Many Senators who support health care reform have made public commitments not to vote for any bill without a public option.  Such pronouncements are not cheap talk.  The pledge can be broken of course but constituents and fellow legislators will hold to account a Senator who breaks it.

And they can be relevant.  A commitment not to vote for the Baucus bill raises the costs of proposing that bill because the pledged Senator would have to be compensated for breaking his pledge if he is going to be brought on board.  In a simple bargaining game, the pledge will be made if and only if the cost of breaking the pledge is higher than the proposer is willing to pay.  In this case the Baucus bill would not be proposed.

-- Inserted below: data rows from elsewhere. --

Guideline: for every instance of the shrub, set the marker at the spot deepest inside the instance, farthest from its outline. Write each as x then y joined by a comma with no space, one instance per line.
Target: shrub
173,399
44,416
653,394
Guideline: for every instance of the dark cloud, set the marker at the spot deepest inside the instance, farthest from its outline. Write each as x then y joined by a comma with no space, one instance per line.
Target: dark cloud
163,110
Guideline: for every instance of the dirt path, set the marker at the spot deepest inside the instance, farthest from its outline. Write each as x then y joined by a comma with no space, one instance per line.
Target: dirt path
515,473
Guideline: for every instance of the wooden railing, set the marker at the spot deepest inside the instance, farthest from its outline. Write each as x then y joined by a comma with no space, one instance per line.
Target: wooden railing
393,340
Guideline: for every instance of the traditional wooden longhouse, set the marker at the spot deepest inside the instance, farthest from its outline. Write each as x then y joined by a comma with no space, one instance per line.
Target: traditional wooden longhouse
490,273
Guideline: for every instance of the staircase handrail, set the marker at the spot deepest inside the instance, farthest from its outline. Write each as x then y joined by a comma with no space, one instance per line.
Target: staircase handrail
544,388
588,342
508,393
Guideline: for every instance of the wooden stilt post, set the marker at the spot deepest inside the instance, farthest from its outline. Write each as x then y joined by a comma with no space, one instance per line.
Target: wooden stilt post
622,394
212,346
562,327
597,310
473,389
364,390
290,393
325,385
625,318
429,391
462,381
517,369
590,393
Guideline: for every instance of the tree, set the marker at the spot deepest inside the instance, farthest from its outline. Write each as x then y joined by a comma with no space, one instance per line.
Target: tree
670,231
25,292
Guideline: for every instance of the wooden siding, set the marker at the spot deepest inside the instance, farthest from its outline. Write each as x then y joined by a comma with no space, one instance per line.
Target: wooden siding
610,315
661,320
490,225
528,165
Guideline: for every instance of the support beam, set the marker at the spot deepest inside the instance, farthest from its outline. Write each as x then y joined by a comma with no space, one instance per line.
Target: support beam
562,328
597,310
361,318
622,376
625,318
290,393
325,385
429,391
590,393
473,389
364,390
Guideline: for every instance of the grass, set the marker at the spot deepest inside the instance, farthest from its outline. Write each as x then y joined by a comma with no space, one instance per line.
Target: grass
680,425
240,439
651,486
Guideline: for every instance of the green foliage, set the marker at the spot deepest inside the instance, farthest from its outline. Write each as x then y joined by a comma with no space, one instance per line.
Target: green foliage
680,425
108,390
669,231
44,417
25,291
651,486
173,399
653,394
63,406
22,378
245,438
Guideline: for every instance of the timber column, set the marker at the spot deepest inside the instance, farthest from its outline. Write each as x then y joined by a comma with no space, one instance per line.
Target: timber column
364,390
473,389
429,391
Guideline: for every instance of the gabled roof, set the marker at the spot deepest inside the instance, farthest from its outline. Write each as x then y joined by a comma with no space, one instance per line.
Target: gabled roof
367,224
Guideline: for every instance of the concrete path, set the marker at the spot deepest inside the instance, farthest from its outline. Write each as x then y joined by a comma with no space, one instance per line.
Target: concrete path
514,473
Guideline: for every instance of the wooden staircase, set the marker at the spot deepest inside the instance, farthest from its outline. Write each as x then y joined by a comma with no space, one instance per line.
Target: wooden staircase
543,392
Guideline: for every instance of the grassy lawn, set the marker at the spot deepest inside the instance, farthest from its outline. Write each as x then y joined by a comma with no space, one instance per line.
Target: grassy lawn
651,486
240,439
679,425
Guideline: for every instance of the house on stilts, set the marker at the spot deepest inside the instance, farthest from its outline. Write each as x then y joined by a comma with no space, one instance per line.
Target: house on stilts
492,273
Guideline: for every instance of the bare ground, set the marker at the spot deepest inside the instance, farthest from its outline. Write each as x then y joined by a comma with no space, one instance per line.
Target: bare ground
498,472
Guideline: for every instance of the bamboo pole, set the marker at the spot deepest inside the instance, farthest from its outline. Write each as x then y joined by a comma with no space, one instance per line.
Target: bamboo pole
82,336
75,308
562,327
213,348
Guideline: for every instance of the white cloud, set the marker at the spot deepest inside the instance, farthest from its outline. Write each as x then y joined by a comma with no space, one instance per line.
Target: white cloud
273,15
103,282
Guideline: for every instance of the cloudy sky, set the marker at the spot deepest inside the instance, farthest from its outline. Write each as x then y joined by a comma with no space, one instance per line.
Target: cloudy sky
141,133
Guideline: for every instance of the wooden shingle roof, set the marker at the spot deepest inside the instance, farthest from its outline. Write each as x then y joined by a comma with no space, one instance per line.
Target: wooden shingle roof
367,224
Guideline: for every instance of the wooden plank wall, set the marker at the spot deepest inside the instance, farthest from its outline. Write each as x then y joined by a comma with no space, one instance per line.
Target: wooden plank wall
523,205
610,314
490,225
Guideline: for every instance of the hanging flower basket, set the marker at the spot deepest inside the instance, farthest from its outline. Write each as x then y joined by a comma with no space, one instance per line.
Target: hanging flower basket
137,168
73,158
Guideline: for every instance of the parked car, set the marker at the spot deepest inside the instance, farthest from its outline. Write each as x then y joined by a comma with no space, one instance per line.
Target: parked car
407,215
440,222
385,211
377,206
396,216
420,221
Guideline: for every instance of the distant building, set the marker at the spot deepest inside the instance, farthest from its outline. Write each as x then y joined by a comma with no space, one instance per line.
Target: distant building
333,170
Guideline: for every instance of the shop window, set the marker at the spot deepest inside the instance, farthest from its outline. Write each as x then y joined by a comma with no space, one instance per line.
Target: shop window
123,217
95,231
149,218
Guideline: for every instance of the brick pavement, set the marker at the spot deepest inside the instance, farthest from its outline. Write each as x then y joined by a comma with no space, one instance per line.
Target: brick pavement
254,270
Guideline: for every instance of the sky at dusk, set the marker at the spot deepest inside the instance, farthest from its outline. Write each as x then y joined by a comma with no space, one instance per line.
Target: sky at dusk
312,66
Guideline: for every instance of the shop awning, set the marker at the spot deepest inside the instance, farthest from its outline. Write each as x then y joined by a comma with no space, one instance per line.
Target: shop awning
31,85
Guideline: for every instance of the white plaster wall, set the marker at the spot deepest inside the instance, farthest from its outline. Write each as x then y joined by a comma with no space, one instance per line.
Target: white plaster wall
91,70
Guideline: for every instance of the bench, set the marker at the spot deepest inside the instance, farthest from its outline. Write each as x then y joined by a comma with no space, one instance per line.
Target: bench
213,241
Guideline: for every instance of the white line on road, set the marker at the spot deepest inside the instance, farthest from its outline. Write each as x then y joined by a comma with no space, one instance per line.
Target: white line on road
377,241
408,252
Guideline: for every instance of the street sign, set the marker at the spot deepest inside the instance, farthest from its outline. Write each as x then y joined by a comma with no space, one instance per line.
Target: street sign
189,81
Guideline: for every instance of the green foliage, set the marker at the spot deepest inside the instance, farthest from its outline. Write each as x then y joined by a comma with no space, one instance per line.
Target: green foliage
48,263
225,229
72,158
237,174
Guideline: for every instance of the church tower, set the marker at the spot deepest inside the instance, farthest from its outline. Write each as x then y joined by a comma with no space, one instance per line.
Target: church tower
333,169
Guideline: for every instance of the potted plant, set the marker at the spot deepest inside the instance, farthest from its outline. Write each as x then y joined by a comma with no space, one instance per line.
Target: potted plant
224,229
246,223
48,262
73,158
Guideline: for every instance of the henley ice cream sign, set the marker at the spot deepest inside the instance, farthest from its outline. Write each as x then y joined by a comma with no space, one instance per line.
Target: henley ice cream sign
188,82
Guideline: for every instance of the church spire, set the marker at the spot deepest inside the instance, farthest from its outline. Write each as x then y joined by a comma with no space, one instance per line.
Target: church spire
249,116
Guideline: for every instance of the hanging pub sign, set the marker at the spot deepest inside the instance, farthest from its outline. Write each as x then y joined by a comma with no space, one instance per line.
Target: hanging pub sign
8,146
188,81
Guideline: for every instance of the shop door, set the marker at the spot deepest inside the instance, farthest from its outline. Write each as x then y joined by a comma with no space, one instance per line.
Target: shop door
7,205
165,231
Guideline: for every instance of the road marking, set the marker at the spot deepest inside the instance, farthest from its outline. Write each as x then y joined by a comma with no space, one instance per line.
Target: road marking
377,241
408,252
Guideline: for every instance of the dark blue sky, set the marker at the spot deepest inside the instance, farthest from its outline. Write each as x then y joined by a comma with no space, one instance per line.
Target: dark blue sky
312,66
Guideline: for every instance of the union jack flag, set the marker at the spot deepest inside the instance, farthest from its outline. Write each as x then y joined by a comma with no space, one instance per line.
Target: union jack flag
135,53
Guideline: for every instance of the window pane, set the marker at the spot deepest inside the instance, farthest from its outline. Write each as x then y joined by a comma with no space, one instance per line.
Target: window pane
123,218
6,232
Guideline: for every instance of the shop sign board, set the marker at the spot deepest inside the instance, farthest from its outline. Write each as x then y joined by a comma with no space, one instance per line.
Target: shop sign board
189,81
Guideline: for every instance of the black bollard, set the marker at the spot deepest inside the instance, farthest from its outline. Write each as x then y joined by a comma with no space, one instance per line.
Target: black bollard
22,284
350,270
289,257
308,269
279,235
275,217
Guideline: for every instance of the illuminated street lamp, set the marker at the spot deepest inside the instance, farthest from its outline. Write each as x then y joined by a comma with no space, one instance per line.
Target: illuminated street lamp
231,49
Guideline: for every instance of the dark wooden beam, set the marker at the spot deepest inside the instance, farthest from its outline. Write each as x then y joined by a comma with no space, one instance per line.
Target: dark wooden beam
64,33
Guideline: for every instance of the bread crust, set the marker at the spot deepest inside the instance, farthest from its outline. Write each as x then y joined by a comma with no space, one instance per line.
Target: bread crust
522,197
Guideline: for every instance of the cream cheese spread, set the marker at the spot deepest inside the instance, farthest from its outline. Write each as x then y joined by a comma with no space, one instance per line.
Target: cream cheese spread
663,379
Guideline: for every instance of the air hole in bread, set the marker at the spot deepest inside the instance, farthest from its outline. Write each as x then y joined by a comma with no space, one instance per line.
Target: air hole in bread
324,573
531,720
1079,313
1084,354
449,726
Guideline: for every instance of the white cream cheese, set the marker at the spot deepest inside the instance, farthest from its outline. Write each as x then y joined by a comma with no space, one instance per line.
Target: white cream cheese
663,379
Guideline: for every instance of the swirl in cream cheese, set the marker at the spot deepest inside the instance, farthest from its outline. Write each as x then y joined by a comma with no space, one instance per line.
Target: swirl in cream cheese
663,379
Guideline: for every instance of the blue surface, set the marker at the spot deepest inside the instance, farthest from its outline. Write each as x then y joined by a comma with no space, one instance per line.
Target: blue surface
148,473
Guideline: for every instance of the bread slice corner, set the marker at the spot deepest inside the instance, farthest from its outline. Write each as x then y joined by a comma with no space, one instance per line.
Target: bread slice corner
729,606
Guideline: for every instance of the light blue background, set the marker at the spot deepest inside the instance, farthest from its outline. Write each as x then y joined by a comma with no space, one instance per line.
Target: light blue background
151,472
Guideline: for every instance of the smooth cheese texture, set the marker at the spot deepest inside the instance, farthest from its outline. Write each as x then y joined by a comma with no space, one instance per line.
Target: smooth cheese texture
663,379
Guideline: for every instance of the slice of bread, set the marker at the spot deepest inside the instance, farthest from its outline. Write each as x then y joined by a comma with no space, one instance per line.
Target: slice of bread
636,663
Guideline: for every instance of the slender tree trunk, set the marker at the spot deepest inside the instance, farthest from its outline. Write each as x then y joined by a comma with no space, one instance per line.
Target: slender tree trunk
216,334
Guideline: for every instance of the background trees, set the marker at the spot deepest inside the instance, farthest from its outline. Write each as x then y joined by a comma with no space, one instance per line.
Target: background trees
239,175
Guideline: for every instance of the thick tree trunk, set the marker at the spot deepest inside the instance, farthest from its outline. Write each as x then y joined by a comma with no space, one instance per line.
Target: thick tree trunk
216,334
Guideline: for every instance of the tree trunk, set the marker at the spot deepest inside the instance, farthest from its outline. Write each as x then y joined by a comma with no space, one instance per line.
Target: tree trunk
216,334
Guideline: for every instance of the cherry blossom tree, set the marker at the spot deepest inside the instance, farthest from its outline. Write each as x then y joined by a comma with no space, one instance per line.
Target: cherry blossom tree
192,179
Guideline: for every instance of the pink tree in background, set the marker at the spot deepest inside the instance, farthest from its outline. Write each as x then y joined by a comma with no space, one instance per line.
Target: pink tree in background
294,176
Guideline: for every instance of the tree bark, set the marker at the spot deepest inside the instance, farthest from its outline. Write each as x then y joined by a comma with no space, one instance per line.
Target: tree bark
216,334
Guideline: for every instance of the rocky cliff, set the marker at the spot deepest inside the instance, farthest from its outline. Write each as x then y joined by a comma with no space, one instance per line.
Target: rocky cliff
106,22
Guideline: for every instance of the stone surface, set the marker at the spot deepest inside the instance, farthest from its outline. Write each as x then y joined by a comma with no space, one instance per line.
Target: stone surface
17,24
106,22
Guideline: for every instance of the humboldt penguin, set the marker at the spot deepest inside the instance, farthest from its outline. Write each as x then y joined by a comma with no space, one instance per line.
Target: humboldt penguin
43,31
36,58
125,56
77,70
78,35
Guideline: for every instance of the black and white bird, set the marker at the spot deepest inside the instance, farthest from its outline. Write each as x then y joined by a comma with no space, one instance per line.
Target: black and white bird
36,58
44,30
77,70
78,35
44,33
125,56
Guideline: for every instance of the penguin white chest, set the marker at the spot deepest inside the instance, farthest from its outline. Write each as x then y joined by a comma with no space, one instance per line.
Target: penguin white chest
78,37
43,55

But legislative bargaining is not so simple.  Each Senator has only one vote.  A Senator who commits not to vote for the Baucus bill effectively moves the median voter (for that bill) one Senator to the right.  This changes things in three ways by comparison to simple bargaining.

  1. The committed Senator will not be the median voter and so he will not be part of the bargaining.
  2. There is presumably a relatively small gap between the old median and the new so the costs imposed by the pre-commitment are much smaller.
  3. In the event that the gambit fails and the Baucus bill is proposed, it will be a worse bill from the perspective of the gambiteer (it will be farther to the right.)

This means that the commitment is a much less attractive strategy in the legislative setting and it loses much of its relevance.  That is, those who are making this commitment would probably not have been willing to vote for the Baucus bill even without any pledge.